Cumhurbaşkanlığı Hükümet Sistemi modelini öngören anayasa değişikliği teklifi yüzde 51.40 oyla kabul edildi.
Hayırlı ve uğurlu olsun inşaallah!
Sonuçları itibarı ile birçok mesajı bünyesinde barındıran bu seçimlerden herkesin gereken dersi çıkarması gerektiğini temenni ediyoruz.
HÜDA PAR olarak memleketin hayrı ve milletin selameti yönünde hiçbir pazarlığın içine girmeden tarihsel bir duruş sergiledik.
Yönetimle alakalı bir değişikliğin ilk kez Batı'ya rağmen ve sivil siyaset eliyle yapılmasını değerli gördük ve buna destek verdik.
Bölgesel ve küresel vesayet ile ülke üzerindeki yüz elli yıllık vesayetin geriletilmesinde kilit bir rol üstlendik.
Özellikle Kürt coğrafyasındaki seçim sonuçlarına yönelik yapılacak sağlıklı bir değerlendirme ile mesele anlaşılmış olacaktır.
Sonuçların netleşmesini müteakip Sn. Erdoğan'ın Güneydoğu'da çok ciddi değişim ve dönüşüm yaşandığını vurgulayan şu sözleri önemlidir:
"Verilen tüm oylar, elbette önemlidir ama özellikle Doğu ve Güneydoğu Anadolu bölgemizdeki oyların ayrıca önemli olduğunu da burada vurgulamak isterim. Partilerin halk oylamasındaki pozisyonlarını dikkate aldığımızda, Güneydoğu Anadolu Bölgesi'ndeki tüm illerde 10 ila 20 puanlık artışlar olduğunu görüyoruz. İnşallah bu sonuçlar, ülkemizin önünde yeni bir dönemin başladığının da müjdecisi olacaktır. Buradan ülkemizin tamamıyla birlikte bu bölgedeki vatandaşlarımıza tercihlerini ülkemizin birliğinden, beraberliğinden, kardeşlikten yana kullandıkları için hasseten şahsım, milletim adına teşekkür ediyorum."
Bu sözlerin içi mutlaka doldurulmalı ve bu halkın İslami, insani, vicdani ve ahlaki olan hak taleplerinin daha fazla sabote ve istismar edilmesine fırsat verilmemelidir.
Milliyetçi söylem ve savaş dilinin Batı'da kazandırmadığı gibi Doğu'da da kaybettirdiği zinhar görülmeli; dil ve kimlikle ilgili taleplerin karşılanması için bir yol haritası oluşturulmalı ve çok gecikmeden kamuoyu ile paylaşılmalıdır.
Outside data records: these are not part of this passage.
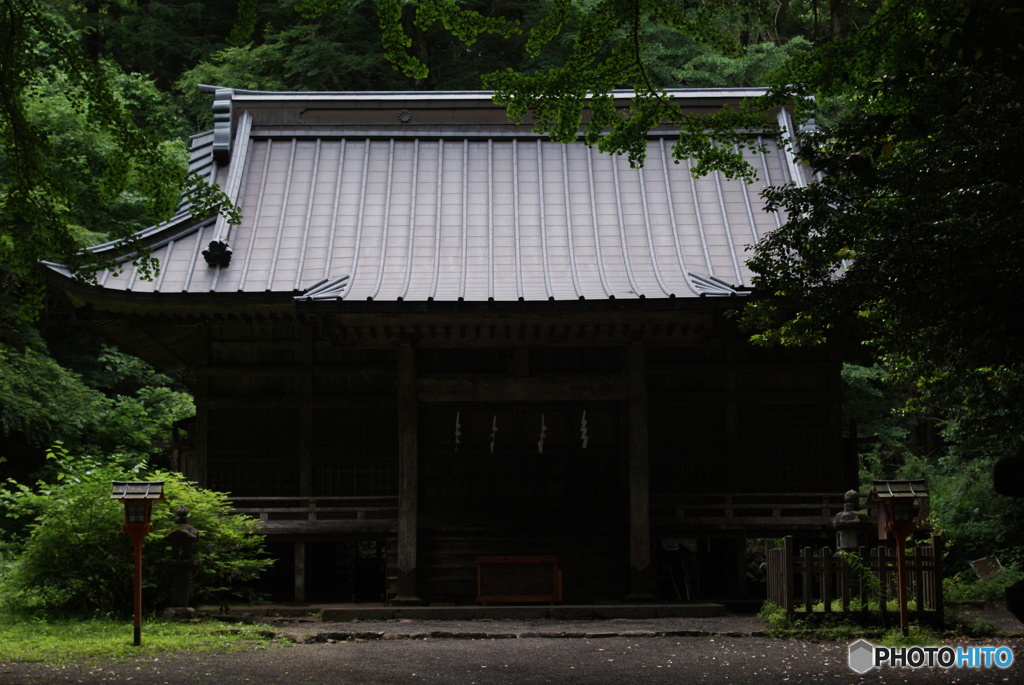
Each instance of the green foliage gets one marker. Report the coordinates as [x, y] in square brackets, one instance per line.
[74, 558]
[59, 643]
[45, 401]
[907, 239]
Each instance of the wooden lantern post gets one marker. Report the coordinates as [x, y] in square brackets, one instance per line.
[899, 505]
[137, 497]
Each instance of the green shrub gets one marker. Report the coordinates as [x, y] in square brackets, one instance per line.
[75, 559]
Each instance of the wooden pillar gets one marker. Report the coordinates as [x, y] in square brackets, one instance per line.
[198, 470]
[304, 358]
[641, 570]
[300, 571]
[408, 476]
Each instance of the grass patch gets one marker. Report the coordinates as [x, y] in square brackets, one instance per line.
[835, 627]
[62, 642]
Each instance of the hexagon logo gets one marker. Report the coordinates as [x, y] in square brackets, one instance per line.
[861, 656]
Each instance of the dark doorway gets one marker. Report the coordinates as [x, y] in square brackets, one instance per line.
[349, 570]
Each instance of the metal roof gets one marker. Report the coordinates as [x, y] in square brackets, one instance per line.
[137, 489]
[343, 206]
[897, 489]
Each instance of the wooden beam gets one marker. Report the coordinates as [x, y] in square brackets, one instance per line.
[641, 571]
[595, 387]
[408, 476]
[300, 572]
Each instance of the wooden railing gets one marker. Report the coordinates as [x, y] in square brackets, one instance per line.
[310, 514]
[775, 511]
[801, 580]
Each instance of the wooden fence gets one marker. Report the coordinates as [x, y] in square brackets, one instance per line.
[799, 580]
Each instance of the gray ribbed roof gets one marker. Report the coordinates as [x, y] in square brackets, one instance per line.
[457, 212]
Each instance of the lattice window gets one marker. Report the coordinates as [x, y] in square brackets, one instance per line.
[688, 448]
[253, 452]
[784, 446]
[355, 452]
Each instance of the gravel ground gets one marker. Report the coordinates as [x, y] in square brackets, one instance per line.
[726, 649]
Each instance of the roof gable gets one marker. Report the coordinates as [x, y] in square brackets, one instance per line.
[435, 197]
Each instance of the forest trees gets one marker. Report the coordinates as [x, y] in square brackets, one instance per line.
[911, 239]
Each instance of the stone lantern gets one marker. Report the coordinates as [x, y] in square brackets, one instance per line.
[849, 523]
[181, 538]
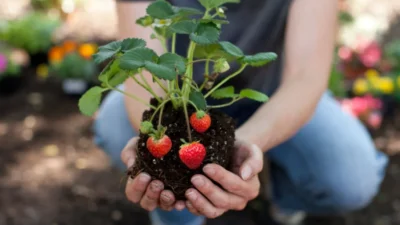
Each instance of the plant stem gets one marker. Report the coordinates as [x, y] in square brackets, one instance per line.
[189, 70]
[132, 96]
[187, 121]
[158, 108]
[148, 87]
[225, 80]
[160, 116]
[224, 105]
[173, 43]
[206, 72]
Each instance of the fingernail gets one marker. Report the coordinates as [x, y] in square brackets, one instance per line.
[191, 195]
[165, 197]
[246, 172]
[198, 181]
[144, 177]
[209, 170]
[130, 163]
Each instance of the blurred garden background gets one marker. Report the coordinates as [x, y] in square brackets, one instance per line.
[52, 174]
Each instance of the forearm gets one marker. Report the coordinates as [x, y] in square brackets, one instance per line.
[128, 13]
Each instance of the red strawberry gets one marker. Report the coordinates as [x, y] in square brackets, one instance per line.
[159, 147]
[192, 155]
[200, 121]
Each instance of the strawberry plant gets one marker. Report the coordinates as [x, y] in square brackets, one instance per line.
[180, 131]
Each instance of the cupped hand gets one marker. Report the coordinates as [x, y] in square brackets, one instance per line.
[142, 190]
[238, 187]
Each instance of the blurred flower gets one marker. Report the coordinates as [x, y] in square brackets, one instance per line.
[3, 63]
[161, 23]
[87, 50]
[374, 120]
[385, 85]
[370, 53]
[69, 46]
[360, 86]
[56, 54]
[42, 71]
[345, 53]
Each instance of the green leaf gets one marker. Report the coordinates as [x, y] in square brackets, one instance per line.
[160, 9]
[90, 101]
[206, 33]
[221, 65]
[118, 78]
[231, 49]
[136, 58]
[186, 11]
[161, 71]
[210, 4]
[173, 61]
[259, 59]
[132, 43]
[184, 27]
[226, 92]
[254, 95]
[215, 21]
[145, 21]
[198, 99]
[107, 51]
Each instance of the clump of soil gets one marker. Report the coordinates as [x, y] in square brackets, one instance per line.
[218, 141]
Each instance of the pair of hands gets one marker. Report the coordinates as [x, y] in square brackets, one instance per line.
[207, 199]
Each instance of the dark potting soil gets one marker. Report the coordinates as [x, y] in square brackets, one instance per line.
[218, 141]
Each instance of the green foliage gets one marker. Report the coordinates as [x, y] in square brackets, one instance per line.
[198, 99]
[33, 32]
[205, 33]
[226, 92]
[259, 59]
[231, 49]
[254, 95]
[90, 101]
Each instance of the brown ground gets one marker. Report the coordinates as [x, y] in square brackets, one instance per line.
[51, 173]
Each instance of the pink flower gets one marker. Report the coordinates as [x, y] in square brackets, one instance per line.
[345, 53]
[374, 120]
[3, 63]
[370, 53]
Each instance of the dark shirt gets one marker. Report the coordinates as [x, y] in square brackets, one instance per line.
[255, 26]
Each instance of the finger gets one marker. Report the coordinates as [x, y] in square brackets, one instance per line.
[180, 205]
[229, 181]
[218, 197]
[128, 153]
[167, 200]
[191, 208]
[253, 164]
[135, 188]
[202, 205]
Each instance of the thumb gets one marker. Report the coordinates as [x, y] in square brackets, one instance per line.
[128, 154]
[253, 164]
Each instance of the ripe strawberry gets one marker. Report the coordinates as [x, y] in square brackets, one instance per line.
[159, 147]
[192, 155]
[200, 121]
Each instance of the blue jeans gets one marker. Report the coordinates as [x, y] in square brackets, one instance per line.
[330, 166]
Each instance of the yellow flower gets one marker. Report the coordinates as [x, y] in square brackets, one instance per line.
[87, 50]
[69, 46]
[385, 85]
[56, 54]
[42, 71]
[360, 86]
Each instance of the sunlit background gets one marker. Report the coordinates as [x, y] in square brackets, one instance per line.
[52, 174]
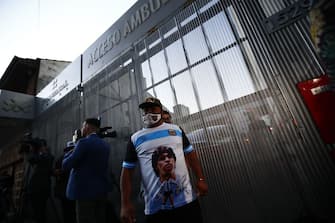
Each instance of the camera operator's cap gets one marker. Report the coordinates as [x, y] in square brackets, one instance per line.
[151, 102]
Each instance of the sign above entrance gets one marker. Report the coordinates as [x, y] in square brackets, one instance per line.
[138, 20]
[59, 86]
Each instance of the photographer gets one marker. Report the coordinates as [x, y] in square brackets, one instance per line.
[88, 183]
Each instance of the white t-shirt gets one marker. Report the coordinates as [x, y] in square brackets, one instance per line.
[159, 194]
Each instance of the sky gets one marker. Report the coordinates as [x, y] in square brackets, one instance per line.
[54, 29]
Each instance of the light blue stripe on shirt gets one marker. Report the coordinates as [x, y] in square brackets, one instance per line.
[128, 165]
[188, 149]
[156, 135]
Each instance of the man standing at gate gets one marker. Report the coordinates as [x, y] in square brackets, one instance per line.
[172, 146]
[88, 182]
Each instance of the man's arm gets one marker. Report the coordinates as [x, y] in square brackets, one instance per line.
[72, 157]
[127, 209]
[193, 162]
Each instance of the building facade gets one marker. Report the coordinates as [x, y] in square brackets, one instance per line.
[229, 73]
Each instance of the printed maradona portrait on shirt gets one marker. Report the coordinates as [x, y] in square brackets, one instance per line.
[170, 183]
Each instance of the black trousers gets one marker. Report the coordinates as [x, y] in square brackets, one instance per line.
[187, 213]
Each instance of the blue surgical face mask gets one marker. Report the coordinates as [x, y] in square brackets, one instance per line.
[150, 119]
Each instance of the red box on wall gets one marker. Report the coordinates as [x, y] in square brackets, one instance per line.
[320, 100]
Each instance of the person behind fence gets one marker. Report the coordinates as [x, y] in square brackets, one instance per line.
[39, 182]
[161, 149]
[62, 177]
[166, 116]
[88, 182]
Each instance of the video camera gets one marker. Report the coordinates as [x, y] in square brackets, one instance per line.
[102, 133]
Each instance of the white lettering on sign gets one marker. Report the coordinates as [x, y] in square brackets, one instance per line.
[320, 89]
[132, 23]
[59, 89]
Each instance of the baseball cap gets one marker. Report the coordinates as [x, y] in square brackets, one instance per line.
[150, 102]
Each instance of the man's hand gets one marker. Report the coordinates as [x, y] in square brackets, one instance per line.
[128, 213]
[202, 187]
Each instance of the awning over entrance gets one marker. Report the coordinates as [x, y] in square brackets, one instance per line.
[16, 105]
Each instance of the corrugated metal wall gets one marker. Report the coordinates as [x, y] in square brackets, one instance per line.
[232, 87]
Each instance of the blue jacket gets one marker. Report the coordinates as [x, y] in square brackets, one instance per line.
[89, 174]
Kayyumlar ve operasyonlar üzerinden Kürt coğrafyasında "Evet" lehine çok iyimser beklentiler içerisinde olunmasına dair yaklaşımların gerçeği yansıtmadığı da ortaya çıktı.
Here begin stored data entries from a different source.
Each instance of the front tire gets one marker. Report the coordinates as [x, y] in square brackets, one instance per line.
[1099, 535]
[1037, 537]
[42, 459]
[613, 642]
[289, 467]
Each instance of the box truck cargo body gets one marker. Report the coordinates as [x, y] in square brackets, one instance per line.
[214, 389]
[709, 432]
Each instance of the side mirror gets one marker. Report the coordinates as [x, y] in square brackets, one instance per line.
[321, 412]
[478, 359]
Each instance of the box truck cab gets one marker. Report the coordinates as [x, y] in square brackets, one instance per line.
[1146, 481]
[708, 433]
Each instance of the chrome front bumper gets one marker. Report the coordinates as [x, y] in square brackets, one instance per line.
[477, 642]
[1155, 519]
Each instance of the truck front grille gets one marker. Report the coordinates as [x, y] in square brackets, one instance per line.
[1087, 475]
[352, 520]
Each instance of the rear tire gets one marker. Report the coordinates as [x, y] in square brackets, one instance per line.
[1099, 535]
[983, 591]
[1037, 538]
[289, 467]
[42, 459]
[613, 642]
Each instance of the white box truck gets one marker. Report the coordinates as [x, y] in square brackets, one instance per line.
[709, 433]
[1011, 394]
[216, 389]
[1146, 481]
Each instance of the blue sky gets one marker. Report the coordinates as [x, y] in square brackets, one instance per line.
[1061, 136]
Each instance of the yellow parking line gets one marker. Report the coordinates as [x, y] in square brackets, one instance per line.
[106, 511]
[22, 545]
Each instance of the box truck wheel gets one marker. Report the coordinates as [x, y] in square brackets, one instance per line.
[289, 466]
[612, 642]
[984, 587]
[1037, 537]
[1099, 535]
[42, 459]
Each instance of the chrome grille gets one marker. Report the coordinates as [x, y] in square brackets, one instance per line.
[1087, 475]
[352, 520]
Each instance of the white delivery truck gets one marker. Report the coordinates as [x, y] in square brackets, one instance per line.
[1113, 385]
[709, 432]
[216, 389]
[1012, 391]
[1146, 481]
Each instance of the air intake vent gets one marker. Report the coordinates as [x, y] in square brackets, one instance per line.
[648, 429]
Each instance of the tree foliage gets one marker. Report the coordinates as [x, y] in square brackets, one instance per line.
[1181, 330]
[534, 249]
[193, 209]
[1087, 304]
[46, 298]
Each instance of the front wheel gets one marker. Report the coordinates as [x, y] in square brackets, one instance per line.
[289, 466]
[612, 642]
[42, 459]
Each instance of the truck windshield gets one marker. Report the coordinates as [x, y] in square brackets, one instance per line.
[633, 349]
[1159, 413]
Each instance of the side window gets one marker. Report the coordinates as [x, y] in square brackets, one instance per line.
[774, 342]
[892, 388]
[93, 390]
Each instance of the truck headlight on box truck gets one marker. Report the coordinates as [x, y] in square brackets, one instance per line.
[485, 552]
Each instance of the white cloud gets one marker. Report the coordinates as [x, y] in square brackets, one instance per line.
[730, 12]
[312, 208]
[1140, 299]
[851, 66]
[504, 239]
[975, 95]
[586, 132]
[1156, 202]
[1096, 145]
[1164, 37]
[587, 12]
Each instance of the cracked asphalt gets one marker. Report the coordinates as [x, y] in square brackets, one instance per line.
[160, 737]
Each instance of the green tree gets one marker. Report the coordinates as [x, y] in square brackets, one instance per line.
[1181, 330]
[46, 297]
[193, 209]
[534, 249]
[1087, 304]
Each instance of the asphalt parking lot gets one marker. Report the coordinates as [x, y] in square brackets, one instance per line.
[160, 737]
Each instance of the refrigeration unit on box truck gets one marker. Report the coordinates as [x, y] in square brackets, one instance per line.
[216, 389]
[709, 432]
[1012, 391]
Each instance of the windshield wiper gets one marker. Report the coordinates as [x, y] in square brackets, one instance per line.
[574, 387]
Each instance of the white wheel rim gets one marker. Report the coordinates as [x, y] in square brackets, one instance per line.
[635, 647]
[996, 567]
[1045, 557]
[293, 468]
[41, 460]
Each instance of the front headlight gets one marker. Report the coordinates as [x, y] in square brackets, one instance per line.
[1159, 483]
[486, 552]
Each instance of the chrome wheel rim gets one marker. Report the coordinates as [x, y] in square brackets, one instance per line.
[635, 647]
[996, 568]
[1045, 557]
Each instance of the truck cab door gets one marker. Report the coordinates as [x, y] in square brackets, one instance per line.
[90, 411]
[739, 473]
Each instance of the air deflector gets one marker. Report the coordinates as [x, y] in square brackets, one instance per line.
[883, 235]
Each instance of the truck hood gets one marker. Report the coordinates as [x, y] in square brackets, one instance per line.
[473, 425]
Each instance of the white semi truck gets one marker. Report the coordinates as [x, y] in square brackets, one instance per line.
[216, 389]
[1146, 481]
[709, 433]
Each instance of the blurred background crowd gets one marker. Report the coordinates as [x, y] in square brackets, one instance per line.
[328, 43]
"Evet, hiçbir şey eskisi gibi olmayacak ama mevcut durumla çok büyük beklentilerin de içine girmemek gerekiyor." dedik hep.
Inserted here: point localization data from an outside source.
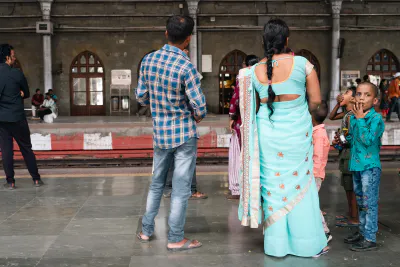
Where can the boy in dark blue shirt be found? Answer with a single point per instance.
(366, 129)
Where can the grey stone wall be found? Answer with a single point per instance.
(80, 26)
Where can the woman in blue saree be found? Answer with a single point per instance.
(277, 184)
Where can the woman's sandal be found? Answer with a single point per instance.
(346, 224)
(139, 236)
(185, 246)
(323, 251)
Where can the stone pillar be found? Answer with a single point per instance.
(193, 6)
(335, 84)
(45, 6)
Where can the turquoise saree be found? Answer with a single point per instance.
(276, 177)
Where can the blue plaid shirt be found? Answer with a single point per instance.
(171, 85)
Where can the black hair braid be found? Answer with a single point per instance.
(275, 36)
(271, 94)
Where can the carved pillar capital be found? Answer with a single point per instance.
(193, 7)
(336, 8)
(45, 6)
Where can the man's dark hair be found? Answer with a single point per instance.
(373, 87)
(5, 51)
(251, 60)
(321, 112)
(179, 28)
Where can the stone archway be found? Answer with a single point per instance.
(87, 86)
(228, 70)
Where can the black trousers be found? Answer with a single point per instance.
(44, 112)
(20, 132)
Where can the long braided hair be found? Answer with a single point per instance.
(275, 37)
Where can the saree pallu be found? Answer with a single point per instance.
(249, 212)
(234, 165)
(292, 220)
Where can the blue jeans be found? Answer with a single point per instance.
(366, 188)
(168, 184)
(185, 163)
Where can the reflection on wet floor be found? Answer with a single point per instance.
(93, 221)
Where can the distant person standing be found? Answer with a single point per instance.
(13, 124)
(37, 101)
(52, 95)
(48, 107)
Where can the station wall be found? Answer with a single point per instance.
(123, 49)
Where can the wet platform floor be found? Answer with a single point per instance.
(89, 218)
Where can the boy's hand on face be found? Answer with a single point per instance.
(339, 98)
(358, 111)
(336, 138)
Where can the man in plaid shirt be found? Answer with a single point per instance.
(171, 85)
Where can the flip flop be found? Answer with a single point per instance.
(185, 246)
(202, 196)
(341, 218)
(141, 239)
(324, 251)
(346, 224)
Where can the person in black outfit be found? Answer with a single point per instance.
(13, 124)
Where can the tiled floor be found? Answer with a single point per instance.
(91, 222)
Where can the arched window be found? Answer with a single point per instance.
(17, 65)
(312, 58)
(87, 85)
(383, 64)
(228, 70)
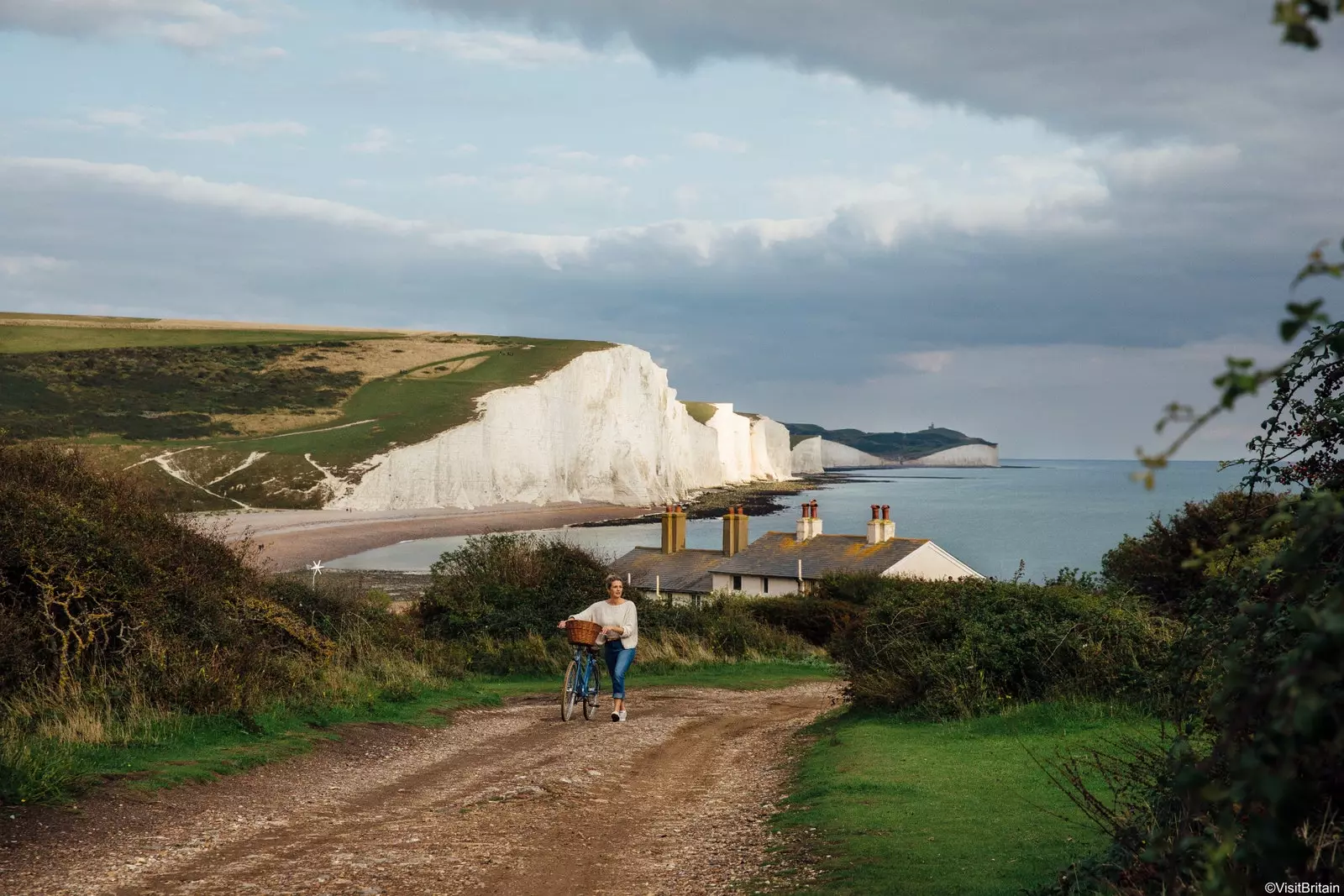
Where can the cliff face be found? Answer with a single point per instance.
(835, 454)
(960, 456)
(770, 454)
(806, 456)
(605, 427)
Devlet, Kürt meselesinde vasat bir bakış açısına bir türlü sahip olamıyor.
Ya tamamen güvercin ya da şahin.
Oysa Kürt halkının 7 Haziran seçimleri sonrası duruşu çok netti.
Örgüt ve uzantıları tarafından tehditler eşliğinde yapılan çukur, barikat ve şiddet çağrılarının hiçbirine itibar etmedi.
Dil ve kimlikle ilgili taleplerinden vazgeçmediğini ise bu referandumda açıkça ortaya koydu.
15 Temmuz'da olduğu gibi halk bir kez daha görevini yapmış, bundan sonrasını siyasete bırakmıştır.
Halkın beklentileri doğrultusunda anayasanın tümden değişmesi, siyasi partiler ve seçim kanunlarında yapılacak değişiklikle seçim barajının kaldırılması dâhil, her türlü sorunun çözümü, siyasetin bu halka karşı namus borcudur.
Hükümet ve özellikle Sn. Erdoğan bundan sonraki adımlarını “Adalet, Meşveret, Liyakat" esaslarına göre atmalıdır.
HÜDA PAR sahip olduğu oy oranı, parti disiplini içindeki kararlı tutumu ve kararsız kitlelere güven telkin edip onları harekete geçirebilme potansiyeli ile yapılacak her hayırlı işe yine hesabî olarak değil, hasbî olarak “Evet” diyecektir.
Sözümüzün arkasındayız:
“Evet” dedik; “Evet”in takipçisi olacağız!